Nigel devoted himself to the estate but with a large, rambling house to keep up, and not quite enough acres to make it all viable, he decided to sell up and build a career around entrepreneurship and helping the young make a success of their lives. Invariably upbeat and a ‘life enhancer’ by nature, this brought immediate success as his infectious enthusiasm and far reaching network helped many people from the UK, and abroad, to find their feet. One of his pet projects, the Périgord black truffle in commercial quantities, has yet to get off (or perhaps out of) the ground but he remains, as ever, optimistic as he seeks to persuade England’s great estates to plant his ‘inoculated’ seedlings.

Helping wounded veterans with their rehabilitation and journey back to work has been a constant, but it has been Nigel’s initiative with Radio H-P that has brought him the most success and recognition. In an age of fake news, online scams and sites like eBay and Gumtree open to abuse, Nigel saw the need for an online network that people could trust. The Times referred to Radio H-P as the ‘smartest and most exclusive tech start-up in the UK’. Its growth has been exponential with close to 11,000 members, all of whom need a proposer and seconder from the existing membership. Its purpose, essentially altruistic, as Nigel reminds the membership, is to give the young ‘a leg up, and promote home and owner-run businesses ‘I don’t advertise any unpaid internships, nor do I promote businesses touting to individuals’.
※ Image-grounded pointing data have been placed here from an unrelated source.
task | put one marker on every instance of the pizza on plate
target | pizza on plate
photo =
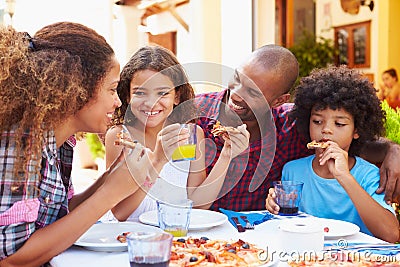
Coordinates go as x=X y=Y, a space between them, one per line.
x=219 y=130
x=205 y=252
x=124 y=140
x=314 y=144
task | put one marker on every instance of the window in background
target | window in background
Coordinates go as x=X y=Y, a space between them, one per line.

It also meets an important social need, particularly for the so called ‘baby boomer’ generation who often have responsibilities and a duty of care to two generations. Looking for a carer, someone to drive an elderly parent to hospital once a week, a fund-raising dinner to help the young with anxiety and depression, are also the day-to-day business for Radio H-P.


Nigel Hadden-Paton - a recent photograph

Any successful venture will attract criticism from those who wished they’d thought about it first, or dislike anything they think smacks of elitism. The Guardian: ‘Aux armes, citoyens, aux barricades, boycott Radio H-P perpetuating privilege, trading grouse-shooting tips, letting out lavish holiday homes and funnelling internships to their kids under Mr Fix-it Hadden-Paton, truffle entrepreneur (fake job)’. All good knock about stuff, and unlikely to produce anything more than a wry chuckle from Nigel. And, of course, there’s nothing worse than no publicity. Still, he is aware that, like any successful business, Radio H-P has to evolve and yet retain its integrity and the values that first inspired the initiative. One day it may make him a very wealthy man but that, as anyone who knows Nigel well, was never a consideration.
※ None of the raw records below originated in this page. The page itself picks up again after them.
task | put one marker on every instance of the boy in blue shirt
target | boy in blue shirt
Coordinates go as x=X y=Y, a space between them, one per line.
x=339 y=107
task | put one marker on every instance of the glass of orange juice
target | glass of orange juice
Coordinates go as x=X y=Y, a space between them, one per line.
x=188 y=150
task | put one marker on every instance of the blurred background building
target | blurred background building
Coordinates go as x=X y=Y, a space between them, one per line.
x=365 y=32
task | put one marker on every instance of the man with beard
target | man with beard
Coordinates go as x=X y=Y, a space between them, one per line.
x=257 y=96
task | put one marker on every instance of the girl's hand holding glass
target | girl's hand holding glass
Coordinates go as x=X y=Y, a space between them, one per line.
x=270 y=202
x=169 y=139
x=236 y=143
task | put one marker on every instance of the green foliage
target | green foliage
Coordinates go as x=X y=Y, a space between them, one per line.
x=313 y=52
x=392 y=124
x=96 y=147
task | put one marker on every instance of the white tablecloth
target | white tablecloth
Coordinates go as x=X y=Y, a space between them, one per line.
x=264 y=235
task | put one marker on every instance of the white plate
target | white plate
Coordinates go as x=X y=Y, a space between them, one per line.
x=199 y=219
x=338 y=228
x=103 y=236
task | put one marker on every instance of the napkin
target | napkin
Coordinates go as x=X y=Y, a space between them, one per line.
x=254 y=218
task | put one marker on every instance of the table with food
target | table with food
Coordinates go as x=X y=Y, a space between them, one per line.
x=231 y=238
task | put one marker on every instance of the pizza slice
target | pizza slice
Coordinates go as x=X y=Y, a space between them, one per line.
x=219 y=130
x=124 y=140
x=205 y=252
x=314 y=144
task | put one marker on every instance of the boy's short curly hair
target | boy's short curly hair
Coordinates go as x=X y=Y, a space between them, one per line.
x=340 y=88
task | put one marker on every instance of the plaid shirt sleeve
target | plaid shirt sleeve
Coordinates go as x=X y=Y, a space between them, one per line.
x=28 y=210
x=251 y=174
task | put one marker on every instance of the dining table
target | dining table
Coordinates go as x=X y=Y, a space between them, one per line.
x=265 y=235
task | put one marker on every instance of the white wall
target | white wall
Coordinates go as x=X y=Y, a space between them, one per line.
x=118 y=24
There used to be a phrase, no doubt apocryphal, in your Army confidential report that if you were a married officer, you would require the statement, ‘ably supported by his wife, Hyacinth, who takes an active role in all aspects of Regimental life’, to help your promotion prospects. Nigel has been married for forty years to Sarah (Bumble) née Mellor whose father was Brigadier Freddie Mellor (60th Rifles) and whose brother Julian served in the Irish Guards. They have three talented daughters and a son, Harry, who having starred in Downton Abbey and The Crown, has just been nominated for a Tony award for his role as Professor Higgins in the Broadway production of My Fair Lady.
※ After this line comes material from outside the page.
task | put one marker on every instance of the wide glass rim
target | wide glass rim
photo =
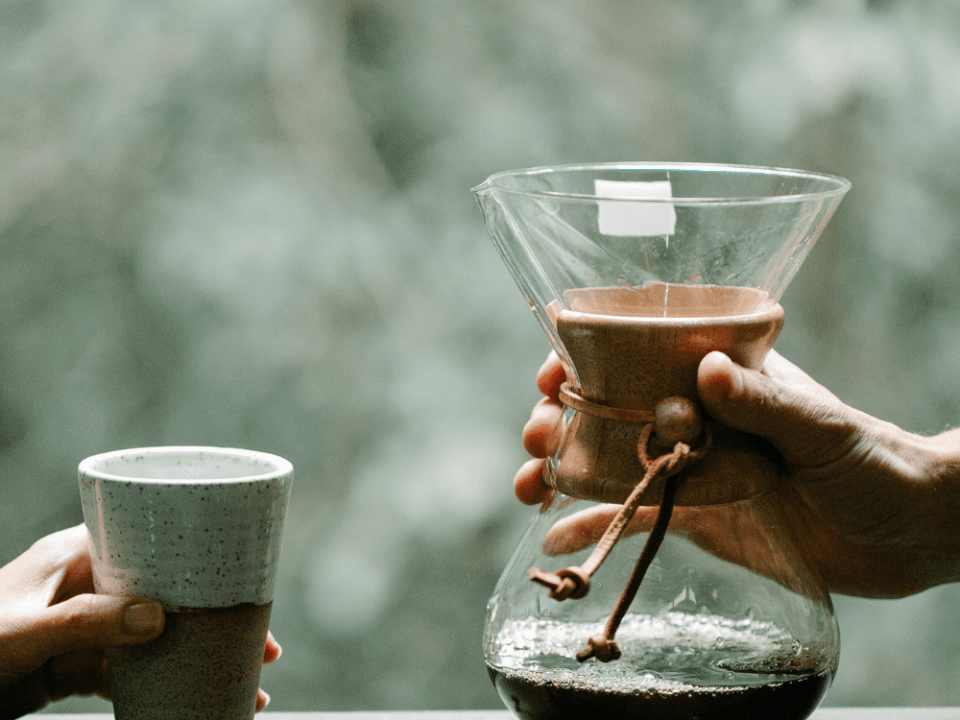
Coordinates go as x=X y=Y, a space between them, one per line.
x=837 y=186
‘There are no strangers in our lives; only friends you haven’t met yet’, wrote the Irish poet, William Butler Yeats. Like all of us who have served in the Household Division, most would agree that friendship is its most enduring and precious gift. Nigel has built a successful business around that gift to help like-minded people in their everyday lives. Few would begrudge him his success.